BUFFETT: Well, it's really an incredible case study in regulation because something called OFHEO was set up in 1992 by Congress, and the sole job of OFHEO was to watch over Fannie and Freddie, someone to watch over them. And they were there to evaluate the soundness and the accounting and all of that. Two companies were all they had to regulate. OFHEO has over 200 employees now. They have a budget now that's $65 million a year, and all they have to do is look at two companies. I mean, you know, I look at more than two companies.
QUICK: Mm-hmm.
BUFFETT: And they sat there, made reports to the Congress, you can get them on the Internet, every year. And, in fact, they reported to Sarbanes and Oxley every year. And they went--wrote 100 page reports, and they said, `We've looked at these people and their standards are fine and their directors are fine and everything was fine.' And then all of a sudden you had two of the greatest accounting misstatements in history. You had all kinds of management malfeasance, and it all came out. And, of course, the classic thing was that after it all came out, OFHEO wrote a 350--340 page report examining what went wrong, and they blamed the management, they blamed the directors, they blamed the audit committee. They didn't have a word in there about themselves, and they're the ones that 200 people were going to work every day with just two companies to think about. It just shows the problems of regulation.
QUICK: That sounds like an argument against regulation, though. Is that what you're saying?
BUFFETT: It's an argument explaining--it's an argument that managing complex financial institutions where the management wants to deceive you can be very, very difficult. Or even when the management doesn't know what's going on, and--just take Bear Stearns. Bear Stearns had--I read it, anyway--750,000 derivative contracts. Now, you know, I could clone Albert Einstein, you know, and--many, many times and have him work 12-hour days for me and he would not be able to keep track of what's going on in an institution like that. It's--the ones that are too big to fail may be too big to manage, in some cases. And they're particularly difficult to manage if they're promising Wall Street and their investors that they're going to do things that can't be done.

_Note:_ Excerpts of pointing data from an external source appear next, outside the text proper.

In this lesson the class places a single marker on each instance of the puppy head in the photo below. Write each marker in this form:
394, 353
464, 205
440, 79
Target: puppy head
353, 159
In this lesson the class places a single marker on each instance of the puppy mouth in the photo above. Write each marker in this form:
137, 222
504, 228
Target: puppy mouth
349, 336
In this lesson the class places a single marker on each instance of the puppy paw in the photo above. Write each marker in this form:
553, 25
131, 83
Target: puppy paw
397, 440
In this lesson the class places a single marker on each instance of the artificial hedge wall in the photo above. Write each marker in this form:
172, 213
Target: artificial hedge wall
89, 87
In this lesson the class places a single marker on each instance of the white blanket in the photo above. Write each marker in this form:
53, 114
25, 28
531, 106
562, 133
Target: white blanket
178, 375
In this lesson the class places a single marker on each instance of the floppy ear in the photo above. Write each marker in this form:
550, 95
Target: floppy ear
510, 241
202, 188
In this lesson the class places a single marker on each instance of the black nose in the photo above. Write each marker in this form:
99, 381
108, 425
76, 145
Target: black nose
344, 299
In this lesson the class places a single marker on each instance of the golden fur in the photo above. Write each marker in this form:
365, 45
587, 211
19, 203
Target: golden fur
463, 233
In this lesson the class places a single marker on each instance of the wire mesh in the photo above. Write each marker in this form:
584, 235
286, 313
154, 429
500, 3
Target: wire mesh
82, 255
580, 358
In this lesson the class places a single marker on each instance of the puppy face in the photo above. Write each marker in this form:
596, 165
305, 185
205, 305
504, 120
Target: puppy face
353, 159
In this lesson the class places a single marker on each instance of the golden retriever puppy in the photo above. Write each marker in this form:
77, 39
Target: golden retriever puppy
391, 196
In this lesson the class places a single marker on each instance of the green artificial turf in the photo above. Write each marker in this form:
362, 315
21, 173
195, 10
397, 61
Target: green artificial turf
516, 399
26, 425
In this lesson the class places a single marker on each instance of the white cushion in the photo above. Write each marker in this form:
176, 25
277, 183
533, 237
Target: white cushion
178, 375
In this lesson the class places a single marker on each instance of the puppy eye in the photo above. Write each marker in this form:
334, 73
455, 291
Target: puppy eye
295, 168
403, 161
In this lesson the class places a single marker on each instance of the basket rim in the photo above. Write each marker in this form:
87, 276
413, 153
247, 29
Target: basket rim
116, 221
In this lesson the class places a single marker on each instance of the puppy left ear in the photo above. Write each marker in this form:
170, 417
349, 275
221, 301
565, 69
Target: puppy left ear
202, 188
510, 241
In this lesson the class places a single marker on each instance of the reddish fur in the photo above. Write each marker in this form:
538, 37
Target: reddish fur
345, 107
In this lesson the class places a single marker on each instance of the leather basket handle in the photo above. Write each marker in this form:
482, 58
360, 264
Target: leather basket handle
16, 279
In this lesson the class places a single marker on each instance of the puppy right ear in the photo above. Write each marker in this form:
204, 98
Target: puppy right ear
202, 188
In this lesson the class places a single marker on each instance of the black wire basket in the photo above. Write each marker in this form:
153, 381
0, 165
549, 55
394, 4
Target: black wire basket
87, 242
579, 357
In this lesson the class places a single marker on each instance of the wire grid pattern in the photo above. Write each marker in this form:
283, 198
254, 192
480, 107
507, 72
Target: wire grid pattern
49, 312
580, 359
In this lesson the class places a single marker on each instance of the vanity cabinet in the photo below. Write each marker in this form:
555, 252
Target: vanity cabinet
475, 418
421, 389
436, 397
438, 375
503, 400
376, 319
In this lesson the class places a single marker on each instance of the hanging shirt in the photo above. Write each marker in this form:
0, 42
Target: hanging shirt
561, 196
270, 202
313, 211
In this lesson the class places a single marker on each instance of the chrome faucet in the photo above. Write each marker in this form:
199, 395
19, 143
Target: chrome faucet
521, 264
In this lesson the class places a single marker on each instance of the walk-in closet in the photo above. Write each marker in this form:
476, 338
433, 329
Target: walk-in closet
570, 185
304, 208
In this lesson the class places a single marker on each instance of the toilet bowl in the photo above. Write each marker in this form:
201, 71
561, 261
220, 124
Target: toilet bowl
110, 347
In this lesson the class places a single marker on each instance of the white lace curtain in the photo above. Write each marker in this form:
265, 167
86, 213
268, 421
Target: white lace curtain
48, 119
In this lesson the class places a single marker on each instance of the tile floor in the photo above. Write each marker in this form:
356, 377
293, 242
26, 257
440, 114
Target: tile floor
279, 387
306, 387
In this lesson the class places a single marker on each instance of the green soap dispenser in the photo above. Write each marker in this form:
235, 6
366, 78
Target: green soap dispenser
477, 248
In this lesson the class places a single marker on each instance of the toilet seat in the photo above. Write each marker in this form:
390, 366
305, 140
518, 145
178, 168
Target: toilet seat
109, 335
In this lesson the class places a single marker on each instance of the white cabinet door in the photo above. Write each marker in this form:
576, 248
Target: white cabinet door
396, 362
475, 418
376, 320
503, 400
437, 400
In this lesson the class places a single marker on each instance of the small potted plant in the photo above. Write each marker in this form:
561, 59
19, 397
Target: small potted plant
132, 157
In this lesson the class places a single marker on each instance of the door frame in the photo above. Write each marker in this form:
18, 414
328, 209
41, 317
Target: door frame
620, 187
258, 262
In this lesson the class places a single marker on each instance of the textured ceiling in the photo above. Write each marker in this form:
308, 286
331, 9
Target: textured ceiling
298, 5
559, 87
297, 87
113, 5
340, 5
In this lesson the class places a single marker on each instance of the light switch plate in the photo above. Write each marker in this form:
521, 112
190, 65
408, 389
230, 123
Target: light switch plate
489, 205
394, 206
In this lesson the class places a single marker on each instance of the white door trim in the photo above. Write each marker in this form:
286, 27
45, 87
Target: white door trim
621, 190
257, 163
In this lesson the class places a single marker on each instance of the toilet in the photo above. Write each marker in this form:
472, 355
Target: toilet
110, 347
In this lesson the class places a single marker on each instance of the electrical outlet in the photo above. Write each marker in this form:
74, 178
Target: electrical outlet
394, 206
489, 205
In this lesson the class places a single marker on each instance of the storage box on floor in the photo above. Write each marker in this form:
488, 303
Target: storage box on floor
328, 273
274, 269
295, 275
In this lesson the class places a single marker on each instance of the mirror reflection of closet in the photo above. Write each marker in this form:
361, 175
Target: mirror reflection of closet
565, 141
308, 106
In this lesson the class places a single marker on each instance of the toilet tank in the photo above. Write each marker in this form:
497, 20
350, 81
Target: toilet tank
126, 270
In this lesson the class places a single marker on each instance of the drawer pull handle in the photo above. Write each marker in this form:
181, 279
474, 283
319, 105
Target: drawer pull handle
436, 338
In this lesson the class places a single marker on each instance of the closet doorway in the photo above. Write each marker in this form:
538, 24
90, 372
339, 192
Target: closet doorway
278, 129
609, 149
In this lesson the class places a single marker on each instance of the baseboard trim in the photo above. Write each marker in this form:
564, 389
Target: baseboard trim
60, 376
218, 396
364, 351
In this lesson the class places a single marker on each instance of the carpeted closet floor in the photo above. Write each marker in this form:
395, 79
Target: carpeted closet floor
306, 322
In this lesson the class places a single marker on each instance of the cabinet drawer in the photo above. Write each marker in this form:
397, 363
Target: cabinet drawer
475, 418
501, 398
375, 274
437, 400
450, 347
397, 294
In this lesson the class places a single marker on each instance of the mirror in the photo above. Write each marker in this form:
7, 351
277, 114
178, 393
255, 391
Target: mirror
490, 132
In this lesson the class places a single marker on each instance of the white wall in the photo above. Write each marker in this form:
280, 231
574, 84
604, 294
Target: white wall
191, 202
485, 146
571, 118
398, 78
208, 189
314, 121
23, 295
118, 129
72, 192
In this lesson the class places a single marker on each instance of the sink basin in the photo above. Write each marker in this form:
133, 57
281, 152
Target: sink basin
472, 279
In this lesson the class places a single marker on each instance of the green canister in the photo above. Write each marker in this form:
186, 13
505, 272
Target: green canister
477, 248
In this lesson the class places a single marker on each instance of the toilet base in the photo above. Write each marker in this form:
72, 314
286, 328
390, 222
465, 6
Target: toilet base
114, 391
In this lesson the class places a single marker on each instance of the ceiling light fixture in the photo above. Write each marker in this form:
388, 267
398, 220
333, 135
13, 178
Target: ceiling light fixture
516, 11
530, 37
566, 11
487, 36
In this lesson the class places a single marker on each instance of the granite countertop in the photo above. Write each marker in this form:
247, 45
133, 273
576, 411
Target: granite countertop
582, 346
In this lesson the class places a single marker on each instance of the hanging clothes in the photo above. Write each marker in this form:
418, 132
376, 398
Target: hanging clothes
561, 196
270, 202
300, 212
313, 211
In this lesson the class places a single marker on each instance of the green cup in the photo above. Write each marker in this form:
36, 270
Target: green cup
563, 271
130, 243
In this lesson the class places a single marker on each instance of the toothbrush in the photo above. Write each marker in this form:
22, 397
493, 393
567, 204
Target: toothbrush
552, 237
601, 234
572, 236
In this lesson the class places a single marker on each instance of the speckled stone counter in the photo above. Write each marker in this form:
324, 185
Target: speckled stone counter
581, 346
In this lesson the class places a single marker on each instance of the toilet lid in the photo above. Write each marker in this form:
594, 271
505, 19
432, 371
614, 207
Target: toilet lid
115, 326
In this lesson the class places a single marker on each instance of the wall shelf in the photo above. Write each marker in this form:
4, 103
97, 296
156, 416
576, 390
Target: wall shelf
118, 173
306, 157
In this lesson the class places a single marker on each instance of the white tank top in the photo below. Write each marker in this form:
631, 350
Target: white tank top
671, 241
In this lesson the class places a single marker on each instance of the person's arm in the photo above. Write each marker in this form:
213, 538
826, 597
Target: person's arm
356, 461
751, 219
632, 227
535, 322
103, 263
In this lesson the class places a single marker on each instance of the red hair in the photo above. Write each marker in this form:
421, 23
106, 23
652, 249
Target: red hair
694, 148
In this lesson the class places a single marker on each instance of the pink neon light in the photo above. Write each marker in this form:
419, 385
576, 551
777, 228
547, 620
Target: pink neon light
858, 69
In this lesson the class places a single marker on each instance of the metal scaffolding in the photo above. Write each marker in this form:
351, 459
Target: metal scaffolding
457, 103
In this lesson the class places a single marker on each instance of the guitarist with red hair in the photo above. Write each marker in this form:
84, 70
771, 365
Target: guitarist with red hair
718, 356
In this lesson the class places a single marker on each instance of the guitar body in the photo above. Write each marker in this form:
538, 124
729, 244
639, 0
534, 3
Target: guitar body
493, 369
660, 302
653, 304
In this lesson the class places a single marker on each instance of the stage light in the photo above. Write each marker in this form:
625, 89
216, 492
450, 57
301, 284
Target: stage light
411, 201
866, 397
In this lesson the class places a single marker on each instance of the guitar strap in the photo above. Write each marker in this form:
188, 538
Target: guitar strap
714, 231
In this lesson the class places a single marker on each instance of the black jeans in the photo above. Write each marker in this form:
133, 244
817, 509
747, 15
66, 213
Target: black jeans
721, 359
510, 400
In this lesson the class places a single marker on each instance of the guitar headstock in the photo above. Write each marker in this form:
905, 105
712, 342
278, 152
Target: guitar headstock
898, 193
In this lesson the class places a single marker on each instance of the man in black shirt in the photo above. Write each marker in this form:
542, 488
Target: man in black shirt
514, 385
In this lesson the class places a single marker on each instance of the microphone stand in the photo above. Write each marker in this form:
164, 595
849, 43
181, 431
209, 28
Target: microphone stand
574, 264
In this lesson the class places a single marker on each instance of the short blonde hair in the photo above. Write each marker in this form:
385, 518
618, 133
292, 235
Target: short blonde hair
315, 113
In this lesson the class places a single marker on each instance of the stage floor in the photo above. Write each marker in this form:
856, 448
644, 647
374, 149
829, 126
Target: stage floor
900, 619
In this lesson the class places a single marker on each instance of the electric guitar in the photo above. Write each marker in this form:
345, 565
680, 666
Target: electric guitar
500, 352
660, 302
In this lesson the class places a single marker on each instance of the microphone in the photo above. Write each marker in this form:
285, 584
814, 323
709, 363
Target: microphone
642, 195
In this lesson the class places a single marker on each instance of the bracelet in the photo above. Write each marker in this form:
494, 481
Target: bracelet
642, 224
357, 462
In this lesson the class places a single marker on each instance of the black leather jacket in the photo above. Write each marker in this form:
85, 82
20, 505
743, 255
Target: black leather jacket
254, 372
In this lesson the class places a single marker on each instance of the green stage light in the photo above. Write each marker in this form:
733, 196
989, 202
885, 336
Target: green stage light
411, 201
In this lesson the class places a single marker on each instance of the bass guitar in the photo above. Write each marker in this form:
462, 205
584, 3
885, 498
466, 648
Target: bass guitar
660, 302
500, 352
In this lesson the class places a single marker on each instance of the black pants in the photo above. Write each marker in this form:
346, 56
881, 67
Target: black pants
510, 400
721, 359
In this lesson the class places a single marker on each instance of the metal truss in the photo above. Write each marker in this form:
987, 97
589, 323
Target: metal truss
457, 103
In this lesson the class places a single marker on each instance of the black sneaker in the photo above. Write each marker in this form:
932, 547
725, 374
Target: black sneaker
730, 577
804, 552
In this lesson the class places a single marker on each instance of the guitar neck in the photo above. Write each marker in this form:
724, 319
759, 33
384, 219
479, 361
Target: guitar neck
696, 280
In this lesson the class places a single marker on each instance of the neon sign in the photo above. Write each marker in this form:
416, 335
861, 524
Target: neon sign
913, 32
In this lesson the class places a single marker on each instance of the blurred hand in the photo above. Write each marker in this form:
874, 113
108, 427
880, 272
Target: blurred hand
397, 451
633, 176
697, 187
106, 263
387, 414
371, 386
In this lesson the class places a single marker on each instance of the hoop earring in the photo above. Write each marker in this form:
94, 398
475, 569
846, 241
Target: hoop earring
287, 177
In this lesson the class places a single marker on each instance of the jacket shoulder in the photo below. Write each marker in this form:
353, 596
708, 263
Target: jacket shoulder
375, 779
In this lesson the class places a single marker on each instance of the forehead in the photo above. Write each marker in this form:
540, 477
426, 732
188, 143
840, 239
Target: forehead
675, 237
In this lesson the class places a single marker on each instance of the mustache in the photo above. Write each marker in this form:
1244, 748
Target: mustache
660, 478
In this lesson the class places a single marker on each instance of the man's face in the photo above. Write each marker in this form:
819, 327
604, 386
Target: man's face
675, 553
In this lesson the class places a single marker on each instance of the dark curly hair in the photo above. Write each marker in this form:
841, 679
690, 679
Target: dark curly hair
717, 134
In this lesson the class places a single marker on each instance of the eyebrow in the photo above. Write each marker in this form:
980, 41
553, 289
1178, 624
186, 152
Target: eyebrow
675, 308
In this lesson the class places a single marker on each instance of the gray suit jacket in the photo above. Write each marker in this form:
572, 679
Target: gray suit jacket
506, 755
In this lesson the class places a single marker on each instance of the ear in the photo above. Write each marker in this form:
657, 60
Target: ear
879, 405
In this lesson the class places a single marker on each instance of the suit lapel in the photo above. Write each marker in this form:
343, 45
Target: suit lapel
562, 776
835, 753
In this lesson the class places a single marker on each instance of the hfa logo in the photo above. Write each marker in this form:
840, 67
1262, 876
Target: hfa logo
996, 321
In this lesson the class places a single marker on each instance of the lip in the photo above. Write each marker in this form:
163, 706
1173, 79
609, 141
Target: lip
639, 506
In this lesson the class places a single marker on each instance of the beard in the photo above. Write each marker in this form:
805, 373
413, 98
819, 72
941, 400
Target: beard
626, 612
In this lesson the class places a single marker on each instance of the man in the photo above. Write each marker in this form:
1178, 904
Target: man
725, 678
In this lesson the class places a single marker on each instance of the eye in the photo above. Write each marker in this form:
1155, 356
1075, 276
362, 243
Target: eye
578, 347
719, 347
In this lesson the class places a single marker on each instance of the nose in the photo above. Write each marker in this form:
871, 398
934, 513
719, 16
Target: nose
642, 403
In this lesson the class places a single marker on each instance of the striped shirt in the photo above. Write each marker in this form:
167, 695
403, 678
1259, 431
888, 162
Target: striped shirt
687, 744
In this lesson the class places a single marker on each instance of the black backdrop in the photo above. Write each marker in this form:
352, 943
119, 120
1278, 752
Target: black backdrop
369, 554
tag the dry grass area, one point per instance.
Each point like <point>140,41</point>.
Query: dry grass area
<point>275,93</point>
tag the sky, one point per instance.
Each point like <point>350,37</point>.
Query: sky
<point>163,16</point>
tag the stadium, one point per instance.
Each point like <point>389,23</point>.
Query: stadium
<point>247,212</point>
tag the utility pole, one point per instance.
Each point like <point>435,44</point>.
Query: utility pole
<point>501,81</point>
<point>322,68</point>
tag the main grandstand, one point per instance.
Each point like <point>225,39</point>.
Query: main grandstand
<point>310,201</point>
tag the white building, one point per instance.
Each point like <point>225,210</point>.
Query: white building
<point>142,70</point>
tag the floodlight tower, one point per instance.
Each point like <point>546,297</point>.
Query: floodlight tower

These people were obviously worthless, and probably Democrats fearful of what happened on the Hill when they had hearings.
Did you know the regulators were attacked?
Vociferously.
By Democrats.
For their questions.
YouTube - Shocking Video Unearthed Democrats in their own words Covering up the Fannie Mae, Freddie Mac Scam that caused our Economic Crisis
AIG got into trouble, thanks to legislation put in place and promoted by high ranking former and present Republicans, that allowed the whole derivative trading to explode.
See above.
Thanks to Graham and his friends and the help of Clinton, AIG was allowed to not only trade in derivatives but to insure most of the banking world's own trading in mortgages that anyone with half a brain could see were not viable in a downward turning market. That is why AIG is in trouble.... it is Congress, AIG, Mortage lenders and lastly but not least, the American citizen.
Let them play with derivatives.
We shouldn't have to bail their failures.
And like it or not, AIG does have a contract with these workers, and there is most likely not much anyone can do other than fire their asses.
Yep, and Obama wants to reneg on the contracts.
Which in turn brings up the hypocrisy of the US business world. You are an auto worker, kiss your pension goodbye... you are in AIG, BOA or other big financial institutions and nooo you cant touch our multi million dollar bonus or golden parachute.
We aren't a Marxist society.
Different folks have different contracts.
Neither should have been bailed out.